来年1月のバイデン米大統領(78)誕生を前に、米国で大麻合法化の動きが加速している。大統領選と同時に行なわれた住民投票で、新たにアリゾナなど4州で大麻合法化が決定。全米15州で娯楽目的の大麻使用が合法化された。ニューヨーク州でも、クオモ知事が大麻合法化を「優先課題である」と表明するなど解禁ラッシュが続く。
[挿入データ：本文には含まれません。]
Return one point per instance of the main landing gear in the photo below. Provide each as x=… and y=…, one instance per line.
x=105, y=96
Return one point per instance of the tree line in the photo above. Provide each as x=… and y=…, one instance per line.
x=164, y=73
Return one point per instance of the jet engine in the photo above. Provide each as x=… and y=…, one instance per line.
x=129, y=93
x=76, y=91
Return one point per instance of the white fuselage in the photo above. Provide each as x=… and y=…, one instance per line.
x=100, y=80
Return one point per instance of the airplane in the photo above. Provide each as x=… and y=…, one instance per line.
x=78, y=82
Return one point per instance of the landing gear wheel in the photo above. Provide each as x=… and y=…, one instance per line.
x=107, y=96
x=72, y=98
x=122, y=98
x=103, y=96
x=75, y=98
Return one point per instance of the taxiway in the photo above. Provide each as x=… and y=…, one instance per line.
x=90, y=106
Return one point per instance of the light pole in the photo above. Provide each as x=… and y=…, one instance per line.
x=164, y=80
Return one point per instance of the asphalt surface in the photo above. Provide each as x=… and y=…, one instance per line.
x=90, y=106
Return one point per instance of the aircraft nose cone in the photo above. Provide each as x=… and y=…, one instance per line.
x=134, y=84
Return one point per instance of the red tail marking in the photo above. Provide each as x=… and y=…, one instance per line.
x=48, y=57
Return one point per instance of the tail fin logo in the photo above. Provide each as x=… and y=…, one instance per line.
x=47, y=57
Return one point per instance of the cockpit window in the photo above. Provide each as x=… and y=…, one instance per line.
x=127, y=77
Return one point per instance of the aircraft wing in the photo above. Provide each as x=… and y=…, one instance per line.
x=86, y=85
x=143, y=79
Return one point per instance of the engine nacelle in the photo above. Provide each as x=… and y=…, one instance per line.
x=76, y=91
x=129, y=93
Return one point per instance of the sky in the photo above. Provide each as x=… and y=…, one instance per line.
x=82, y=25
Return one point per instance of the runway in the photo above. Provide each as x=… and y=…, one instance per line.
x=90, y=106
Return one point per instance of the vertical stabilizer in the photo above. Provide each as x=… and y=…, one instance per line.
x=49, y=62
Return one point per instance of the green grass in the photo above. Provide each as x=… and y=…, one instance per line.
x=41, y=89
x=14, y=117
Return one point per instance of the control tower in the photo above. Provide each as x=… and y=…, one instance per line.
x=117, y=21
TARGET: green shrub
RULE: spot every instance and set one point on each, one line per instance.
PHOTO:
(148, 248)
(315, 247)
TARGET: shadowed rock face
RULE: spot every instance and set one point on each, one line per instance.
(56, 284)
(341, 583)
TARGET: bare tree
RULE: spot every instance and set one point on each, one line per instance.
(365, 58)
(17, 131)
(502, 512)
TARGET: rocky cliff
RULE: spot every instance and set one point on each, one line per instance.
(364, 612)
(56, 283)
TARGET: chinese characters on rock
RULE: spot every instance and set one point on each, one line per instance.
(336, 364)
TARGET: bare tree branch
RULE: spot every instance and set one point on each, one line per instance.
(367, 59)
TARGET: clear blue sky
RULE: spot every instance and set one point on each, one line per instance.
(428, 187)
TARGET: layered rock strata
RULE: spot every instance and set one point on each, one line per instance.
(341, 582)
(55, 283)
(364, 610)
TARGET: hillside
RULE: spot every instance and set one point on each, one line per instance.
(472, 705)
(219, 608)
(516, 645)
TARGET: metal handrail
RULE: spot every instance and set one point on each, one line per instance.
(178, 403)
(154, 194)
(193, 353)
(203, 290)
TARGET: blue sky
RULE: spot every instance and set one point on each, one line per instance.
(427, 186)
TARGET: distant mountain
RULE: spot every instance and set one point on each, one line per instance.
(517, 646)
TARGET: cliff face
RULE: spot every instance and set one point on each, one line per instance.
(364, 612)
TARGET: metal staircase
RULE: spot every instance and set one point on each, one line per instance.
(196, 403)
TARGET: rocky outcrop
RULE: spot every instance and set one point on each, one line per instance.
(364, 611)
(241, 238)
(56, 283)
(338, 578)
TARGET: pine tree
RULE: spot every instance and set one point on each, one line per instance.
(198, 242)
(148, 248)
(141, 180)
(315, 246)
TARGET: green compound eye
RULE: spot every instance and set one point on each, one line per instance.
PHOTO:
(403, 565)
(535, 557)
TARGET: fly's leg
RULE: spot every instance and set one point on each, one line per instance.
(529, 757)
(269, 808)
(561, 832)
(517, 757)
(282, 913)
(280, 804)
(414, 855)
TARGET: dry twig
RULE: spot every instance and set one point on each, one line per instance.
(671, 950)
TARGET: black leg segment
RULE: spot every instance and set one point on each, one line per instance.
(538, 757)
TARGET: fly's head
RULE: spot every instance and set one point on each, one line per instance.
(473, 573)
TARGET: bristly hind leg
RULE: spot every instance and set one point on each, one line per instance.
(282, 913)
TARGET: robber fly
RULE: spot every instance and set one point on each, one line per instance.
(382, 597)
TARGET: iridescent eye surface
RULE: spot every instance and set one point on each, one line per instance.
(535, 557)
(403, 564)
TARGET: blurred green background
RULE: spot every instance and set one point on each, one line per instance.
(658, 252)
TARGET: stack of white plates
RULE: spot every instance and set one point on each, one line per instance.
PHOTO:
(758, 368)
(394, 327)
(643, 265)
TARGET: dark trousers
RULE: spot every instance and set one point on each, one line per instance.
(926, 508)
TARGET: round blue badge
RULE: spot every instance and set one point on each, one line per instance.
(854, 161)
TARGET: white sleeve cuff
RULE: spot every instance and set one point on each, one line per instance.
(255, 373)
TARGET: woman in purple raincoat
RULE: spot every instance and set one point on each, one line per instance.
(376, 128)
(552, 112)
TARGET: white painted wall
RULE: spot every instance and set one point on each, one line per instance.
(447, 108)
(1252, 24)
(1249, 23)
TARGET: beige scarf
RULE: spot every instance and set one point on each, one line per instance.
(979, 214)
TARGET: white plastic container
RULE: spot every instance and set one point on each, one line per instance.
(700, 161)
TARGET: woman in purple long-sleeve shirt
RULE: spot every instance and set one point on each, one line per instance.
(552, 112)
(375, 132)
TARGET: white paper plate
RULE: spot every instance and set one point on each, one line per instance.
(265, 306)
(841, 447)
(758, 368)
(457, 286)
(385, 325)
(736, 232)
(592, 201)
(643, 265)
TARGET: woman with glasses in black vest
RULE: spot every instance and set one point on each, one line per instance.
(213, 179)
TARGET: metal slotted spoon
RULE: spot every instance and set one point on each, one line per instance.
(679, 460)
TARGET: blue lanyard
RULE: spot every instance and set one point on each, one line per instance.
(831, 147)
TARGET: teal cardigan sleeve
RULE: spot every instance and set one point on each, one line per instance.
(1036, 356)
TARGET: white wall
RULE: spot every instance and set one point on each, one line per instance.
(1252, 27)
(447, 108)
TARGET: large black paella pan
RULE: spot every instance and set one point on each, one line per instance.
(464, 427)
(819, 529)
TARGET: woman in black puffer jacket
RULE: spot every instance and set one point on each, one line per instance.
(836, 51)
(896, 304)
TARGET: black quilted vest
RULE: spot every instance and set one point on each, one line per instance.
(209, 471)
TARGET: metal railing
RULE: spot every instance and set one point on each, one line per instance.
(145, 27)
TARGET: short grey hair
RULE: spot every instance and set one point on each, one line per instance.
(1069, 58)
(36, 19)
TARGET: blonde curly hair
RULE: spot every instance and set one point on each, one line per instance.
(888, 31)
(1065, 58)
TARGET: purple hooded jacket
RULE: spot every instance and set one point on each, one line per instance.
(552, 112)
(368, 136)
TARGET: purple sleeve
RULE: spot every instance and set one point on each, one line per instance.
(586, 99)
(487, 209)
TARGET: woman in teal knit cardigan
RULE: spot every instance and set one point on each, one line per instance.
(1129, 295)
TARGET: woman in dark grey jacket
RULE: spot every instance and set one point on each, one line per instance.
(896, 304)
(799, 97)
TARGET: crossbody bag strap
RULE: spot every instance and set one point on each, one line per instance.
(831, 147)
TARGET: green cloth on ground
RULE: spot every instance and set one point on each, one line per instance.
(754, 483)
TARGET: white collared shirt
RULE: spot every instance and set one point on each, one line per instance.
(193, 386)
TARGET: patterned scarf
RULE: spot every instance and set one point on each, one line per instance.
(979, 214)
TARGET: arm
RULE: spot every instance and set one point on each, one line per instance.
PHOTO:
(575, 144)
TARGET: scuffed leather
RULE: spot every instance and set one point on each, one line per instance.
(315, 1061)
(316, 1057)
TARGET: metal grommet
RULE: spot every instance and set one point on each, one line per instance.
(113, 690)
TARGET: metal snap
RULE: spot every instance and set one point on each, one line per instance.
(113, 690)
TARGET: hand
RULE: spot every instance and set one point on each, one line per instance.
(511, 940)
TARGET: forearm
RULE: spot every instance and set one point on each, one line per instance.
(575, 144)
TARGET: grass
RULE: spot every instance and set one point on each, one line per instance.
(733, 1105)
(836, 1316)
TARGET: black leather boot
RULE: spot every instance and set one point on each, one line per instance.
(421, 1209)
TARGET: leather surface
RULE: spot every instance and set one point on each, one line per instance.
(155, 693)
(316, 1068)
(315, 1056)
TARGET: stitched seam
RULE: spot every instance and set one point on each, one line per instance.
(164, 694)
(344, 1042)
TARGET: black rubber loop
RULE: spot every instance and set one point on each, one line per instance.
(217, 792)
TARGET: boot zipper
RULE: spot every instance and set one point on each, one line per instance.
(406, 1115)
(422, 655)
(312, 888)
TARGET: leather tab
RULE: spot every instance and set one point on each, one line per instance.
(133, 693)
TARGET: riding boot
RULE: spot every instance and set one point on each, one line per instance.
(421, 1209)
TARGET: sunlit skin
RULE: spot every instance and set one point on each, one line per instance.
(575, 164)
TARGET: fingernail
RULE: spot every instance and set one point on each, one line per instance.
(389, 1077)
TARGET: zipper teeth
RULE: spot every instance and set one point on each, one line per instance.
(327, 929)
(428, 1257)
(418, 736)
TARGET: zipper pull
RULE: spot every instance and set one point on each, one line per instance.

「今後、全米で大麻解禁となる可能性がある」と経済評論家の渡邉哲也氏は指摘する。
「もともとバイデン氏は薬物に厳しい立場。しかし、大統領選で大麻合法化を積極推進する民主党極左勢力の力を借りて当選したため、彼らの意見に耳を傾ける必要がある。連邦政府レベルでの大麻合法化の可能性が高まっているわけです」
ただし、全米での合法化には連邦議会両院の可決が必要。下院は民主党が多数派を確実にしたが、上院は来年1月5日投票のジョージア州の決選投票の結果に左右される。
「上院で民主党が多数となれば、米連邦レベルでも大麻合法化に向けた動きが加速する」(渡邉氏)
すでに解禁された州ではアルコール感覚で大麻をたしなむ人が増加。自分が住む州では違法でも、解禁されている近隣の州へ出かければ住民同様に楽しめるという。
「米国で大麻が合法化されれば、それに影響されるかたちで、日本でも解禁を求める動きが強まるだろう」(渡邉氏)
こうした動きについて、大麻所持の現行犯で逮捕された経験を持ち、インターネットで「合法化」を呼びかけてきた元女優・高樹沙耶氏(57)に意見を聞いた。
「そもそも大麻を占領下の日本で禁止したのは米国なんです。今後、日本でも大麻解禁の議論が進むと思いますが、米国のマネごとや言いなりではダメ。自分たちの国でどのように有効活用できるのか、きちんと議論や研究を始めてほしいですね」
意外に慎重な持論を語った高樹氏。たしかに安易な米国追従が禁物なのは安全保障や貿易政策に限った話ではない。